China on Wednesday denied that its stealth fighter J-20 was developed with stolen US technology, claiming that its was a masterpiece of its technological innovation, shortly after an Indian-American was jailed for 32 years by an American court for leaking military secrets to Beijing.
Chinese defence officials and military analysts insisted that the country's J-20 stealth fighter jet, which was test flown this month, is a result of of the country's own efforts, state-run Global Times reported.
"It's not the first time foreign media has smeared newly unveiled Chinese military technologies. It's meaningless to respond to such a speculation," an unnamed official of the Chinese Ministry of National told the daily.
The remarks came a day after Indian-American Noshir Gowadia, a former B-2 stealth bomber engineer, was sentenced by a US federal judge to 32 years of imprisonment for selling military secrets to China. He was convicted of helping China design its stealth cruise missile.
Besides, a Croatian admiral, who served during the Kosovo War, had alleged that China formulated the technology for its J-20 jet from a F-117 Nighthawk stealth fighter that was shot down over Serbia in 1999.
China had test flown J-20 in Chengdu, Sichuan Province, earlier this month during the visit of US Defence Secretary Robert Gates.
Xu Yongling, one of China's top test pilots, said that the J-20 possesses an advanced supersonic cruise ability and powerful air mobility that are technological breakthroughs for the country.
"Different from previous fighters such as the J-7 and J-8, which drew on the merits of aircraft from other countries, the J-20 is a masterpiece of China's technological innovation," Xu claimed, comparing the stealth jet to the US Air Force's F-22 Raptor and Russia's Sukhoi T-50.
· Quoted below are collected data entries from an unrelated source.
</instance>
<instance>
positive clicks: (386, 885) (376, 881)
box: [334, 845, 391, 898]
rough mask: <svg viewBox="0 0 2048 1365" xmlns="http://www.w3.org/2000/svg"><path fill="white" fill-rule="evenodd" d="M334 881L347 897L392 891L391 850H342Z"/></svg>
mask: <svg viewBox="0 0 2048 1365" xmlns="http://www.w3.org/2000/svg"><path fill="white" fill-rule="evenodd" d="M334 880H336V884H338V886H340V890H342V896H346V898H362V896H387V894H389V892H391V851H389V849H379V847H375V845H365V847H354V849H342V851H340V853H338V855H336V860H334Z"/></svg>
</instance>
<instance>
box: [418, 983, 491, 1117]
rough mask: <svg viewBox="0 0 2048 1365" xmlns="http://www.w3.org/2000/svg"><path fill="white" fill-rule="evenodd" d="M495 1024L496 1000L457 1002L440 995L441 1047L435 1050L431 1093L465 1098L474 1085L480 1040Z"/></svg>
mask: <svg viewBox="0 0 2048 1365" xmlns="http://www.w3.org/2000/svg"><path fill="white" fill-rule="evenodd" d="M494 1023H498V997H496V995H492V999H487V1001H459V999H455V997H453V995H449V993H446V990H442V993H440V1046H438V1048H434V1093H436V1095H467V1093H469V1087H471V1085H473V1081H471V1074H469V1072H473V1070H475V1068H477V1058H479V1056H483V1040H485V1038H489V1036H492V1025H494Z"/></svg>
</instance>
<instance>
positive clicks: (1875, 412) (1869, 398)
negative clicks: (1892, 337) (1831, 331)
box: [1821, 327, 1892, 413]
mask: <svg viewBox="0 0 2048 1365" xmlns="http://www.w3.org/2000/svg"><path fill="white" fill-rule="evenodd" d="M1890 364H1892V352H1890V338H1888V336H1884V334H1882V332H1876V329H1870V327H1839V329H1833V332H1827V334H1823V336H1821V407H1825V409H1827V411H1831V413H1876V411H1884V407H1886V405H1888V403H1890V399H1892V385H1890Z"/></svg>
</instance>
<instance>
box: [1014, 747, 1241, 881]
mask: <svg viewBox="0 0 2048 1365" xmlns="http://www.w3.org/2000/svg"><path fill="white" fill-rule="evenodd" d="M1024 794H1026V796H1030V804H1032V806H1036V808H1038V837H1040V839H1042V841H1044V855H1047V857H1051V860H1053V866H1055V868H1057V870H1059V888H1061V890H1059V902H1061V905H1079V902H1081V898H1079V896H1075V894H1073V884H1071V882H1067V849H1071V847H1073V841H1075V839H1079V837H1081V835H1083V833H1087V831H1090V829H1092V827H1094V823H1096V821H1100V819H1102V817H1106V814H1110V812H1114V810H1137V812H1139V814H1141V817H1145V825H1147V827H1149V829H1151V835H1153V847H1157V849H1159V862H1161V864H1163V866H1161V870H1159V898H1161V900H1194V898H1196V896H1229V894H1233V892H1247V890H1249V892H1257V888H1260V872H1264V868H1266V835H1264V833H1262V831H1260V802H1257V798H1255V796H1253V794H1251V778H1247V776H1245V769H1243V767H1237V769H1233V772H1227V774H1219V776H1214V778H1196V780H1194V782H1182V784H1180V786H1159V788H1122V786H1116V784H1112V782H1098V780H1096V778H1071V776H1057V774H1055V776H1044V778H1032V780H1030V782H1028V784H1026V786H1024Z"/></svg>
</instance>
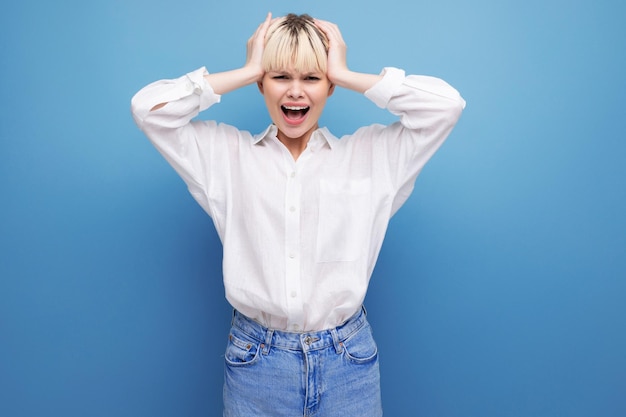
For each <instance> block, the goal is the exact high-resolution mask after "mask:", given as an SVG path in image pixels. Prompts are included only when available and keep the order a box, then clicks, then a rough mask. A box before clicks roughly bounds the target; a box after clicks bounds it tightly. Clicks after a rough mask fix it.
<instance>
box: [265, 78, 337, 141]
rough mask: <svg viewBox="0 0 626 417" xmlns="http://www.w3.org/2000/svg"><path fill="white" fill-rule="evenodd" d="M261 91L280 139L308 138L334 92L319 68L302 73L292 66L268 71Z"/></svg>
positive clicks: (331, 83) (328, 81) (281, 140)
mask: <svg viewBox="0 0 626 417" xmlns="http://www.w3.org/2000/svg"><path fill="white" fill-rule="evenodd" d="M259 90H260V91H261V93H262V94H263V96H264V97H265V104H266V106H267V109H268V111H269V114H270V117H271V118H272V122H274V124H275V125H276V127H277V128H278V139H279V140H281V141H285V140H287V141H289V140H294V139H295V140H303V141H305V142H306V141H308V139H309V137H310V136H311V133H313V131H315V129H317V127H318V121H319V118H320V116H321V114H322V111H323V110H324V106H325V105H326V99H327V98H328V97H329V96H330V95H331V94H332V92H333V90H334V85H332V83H331V82H330V81H329V80H328V77H326V74H324V73H322V72H319V71H312V72H305V73H301V72H298V71H295V70H293V69H286V70H280V71H270V72H267V73H265V75H264V76H263V79H262V80H261V82H259Z"/></svg>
Xu said it would have been impossible for China to glean technology from the US' F-117, whose stealth technology lags far behind fourth-generation fighters and was regarded as "outdated" even at the time when it was reportedly shot down.
And as for the radiation-absorbent, exterior coating technology adopted by the F-117, Xu said it would be hard to copy that technology from the wreckage due to its complicated production process.
Wang Yanan, an associate editor in chief at Aerospace Knowledge magazine, said that the F-117 could hardly have inspired the development of the J-20, due to the design differences between the two generations of fighters. He added that it is worthless to take an interest in obsolete technology for developing more state-of-art technologies.